Microsoft's financials are, of course, impeccable, with more than $10 billion in cash and short-term securities and exactly no debt. Its gross margins are immense, above 90%, while its operating margins, which actually rose in the last quarter, are consistently above 45%. The reason that's impressive is that Microsoft has kept operating margins high even as it has continued to grow at a rapid pace. In other words, its earnings growth is not coming from cost-cutting. It's coming from real growth in revenue, close to 40% year-over-year, the kind of revenue growth you associate with very young companies, and not those that have been around for more than twenty years. And net margins are above 30%. Even after taxes, Microsoft pockets one of every three dollars it takes in. And you know Microsoft isn't getting any tax breaks to get there.

In essence, Microsoft has brought to its business the same fundamental insights that Gillette in particular has brought to its business: sell the blades and keep moving your customers up to blades of better quality. But Microsoft is in a better position even than Gillette, since its fixed costs are practically non-existent, it has no inventories, and the market for PC operating systems -- unlike the market for razor blades -- is booming. For a company in a cutting-edge business, Microsoft's approach is oddly simple: make something that everyone needs in order to make their computers work, and make it as cheaply as possible. The result has been something of an anomaly in the computer industry. Where every other company has watched the price of its products relative to performance fall, Microsoft has actually been able to raise prices. Windows 98 will be twice as expensive as Windows 3.1 was -- yet another reason to remember that the rule "Buy the monopolist" is a good one.

Of course, there is the Justice Department to worry about, but at this point it's difficult to imagine what remedy the Justice Department could come up with that would seriously affect Microsoft's business. Even if Microsoft has to offer a version of its operating system without an integrated Internet browser, that will hardly slow its growth. And even if Justice were to take the unimaginable step of breaking up Microsoft into an operating-systems company and an applications company, one suspects that shareholders might actually benefit. But nothing that extreme is going to happen, in any case.

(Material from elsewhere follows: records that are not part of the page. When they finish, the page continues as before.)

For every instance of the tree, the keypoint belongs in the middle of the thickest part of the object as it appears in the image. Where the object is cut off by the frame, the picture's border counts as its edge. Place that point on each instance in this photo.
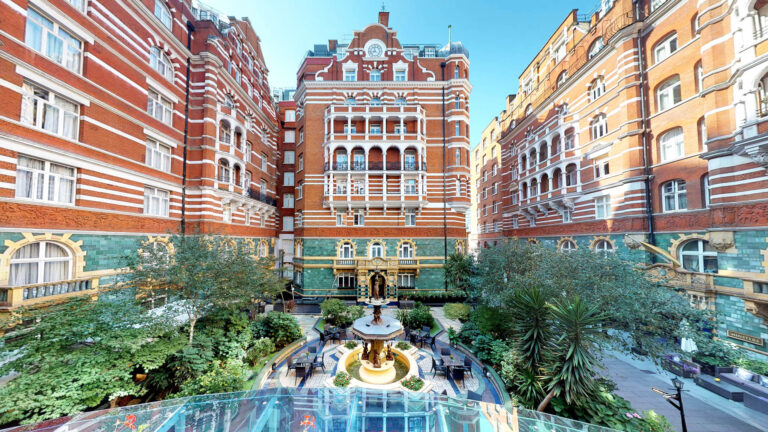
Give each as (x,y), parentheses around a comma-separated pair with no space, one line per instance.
(459,270)
(79,354)
(574,364)
(203,272)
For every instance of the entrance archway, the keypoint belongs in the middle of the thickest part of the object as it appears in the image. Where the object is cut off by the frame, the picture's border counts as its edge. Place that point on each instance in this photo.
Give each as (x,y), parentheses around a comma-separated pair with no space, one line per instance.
(378,286)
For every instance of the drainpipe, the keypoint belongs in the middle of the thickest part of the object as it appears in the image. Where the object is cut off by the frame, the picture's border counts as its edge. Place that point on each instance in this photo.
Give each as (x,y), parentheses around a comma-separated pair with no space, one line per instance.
(644,120)
(190,30)
(445,205)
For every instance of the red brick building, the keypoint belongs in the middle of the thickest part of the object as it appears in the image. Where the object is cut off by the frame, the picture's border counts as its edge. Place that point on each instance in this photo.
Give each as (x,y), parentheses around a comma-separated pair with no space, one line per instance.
(370,167)
(97,151)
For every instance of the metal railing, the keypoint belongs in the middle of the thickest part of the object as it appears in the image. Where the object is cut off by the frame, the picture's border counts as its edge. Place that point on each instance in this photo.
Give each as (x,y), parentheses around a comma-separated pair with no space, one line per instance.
(17,295)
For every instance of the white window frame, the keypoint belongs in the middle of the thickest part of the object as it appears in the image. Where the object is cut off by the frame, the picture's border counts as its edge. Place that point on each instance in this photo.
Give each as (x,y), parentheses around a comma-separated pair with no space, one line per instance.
(676,192)
(156,201)
(38,102)
(159,107)
(158,155)
(603,207)
(161,63)
(45,185)
(665,48)
(71,54)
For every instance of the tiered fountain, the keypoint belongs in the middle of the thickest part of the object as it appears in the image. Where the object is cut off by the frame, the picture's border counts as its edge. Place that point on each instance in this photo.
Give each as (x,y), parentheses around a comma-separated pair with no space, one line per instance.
(381,364)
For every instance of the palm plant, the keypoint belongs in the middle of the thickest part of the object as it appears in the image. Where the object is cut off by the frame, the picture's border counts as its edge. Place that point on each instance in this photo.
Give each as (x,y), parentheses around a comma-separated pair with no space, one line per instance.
(575,363)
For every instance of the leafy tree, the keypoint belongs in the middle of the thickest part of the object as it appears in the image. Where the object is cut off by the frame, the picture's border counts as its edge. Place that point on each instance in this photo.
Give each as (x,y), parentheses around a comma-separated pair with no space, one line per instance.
(79,354)
(459,270)
(575,363)
(203,272)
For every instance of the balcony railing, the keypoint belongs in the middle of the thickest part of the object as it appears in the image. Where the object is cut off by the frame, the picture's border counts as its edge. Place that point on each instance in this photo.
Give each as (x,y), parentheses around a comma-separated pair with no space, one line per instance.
(260,196)
(375,166)
(12,296)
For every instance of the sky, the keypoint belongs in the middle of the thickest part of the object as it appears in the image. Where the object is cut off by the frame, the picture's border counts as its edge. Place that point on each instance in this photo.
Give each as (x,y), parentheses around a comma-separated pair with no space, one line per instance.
(502,36)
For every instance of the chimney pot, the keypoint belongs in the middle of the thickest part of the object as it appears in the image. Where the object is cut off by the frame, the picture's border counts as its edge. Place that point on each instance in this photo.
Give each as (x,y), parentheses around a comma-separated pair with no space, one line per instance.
(384,18)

There's no question that Microsoft is a pricey stock. Don't buy it expecting to reap a massive profit in your first year. But one of the real truths of this bull market is that everyone who has bet against Microsoft has lost. It is now and in the long run will continue to be a blue-chip stock. It is the dominant player in an industry that's continuing to grow faster than almost any other, and it has shown itself uniquely equipped to react quickly to change, which means that it will not be caught unawares. If the future belongs to the Information Revolution, then it belongs to Microsoft. For good and for ill.